Sunday 6 December 2015

What I Know Is True

Sometimes I get this pain in my chest, and it practically stops me in my tracks. Now, I have learnt to stop and breathe it out, but that hasn't always been the case. There was a time when this pain came everywhere with me. This pain even had a name! This pain was and is fear. 

There was a time when I let this pain consume me and when I let fear rule all my thoughts. 
I am not saying that I have conquered fear but I will not let it take over anymore. 

When fear comes knocking I hold on to what I know is true. This has taken a lot of effort and determination as I cannot see what I know is true. However when I breathe out truth instead of filling up on fear, I might not be able to see truth, but I do feel peace. 

What is the truth I hold on to? It is the strong foundation that I am trying to build on. It is Love, Faith, Joy and Hope. 

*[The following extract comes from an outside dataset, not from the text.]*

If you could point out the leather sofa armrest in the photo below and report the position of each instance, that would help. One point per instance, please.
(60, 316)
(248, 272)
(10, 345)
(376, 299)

I am loved, with a love that is lavished upon me and because of this amazing love, I have faith, joy and hope. No one can take that love away from me as it has been given to me even though I do not deserve it. When I remove the doubt that I do not deserve to be loved in such a way, I remove the fear that I am not good enough. I stand completely surrounded by love. 


When fear comes I try not to let it take hold. 
                             I still my heart and then fill it with truth. 
                                            Wonderful truth...
                                                              ...love
                                                                        ...peace
                                                                                     ...and the promise of a new day.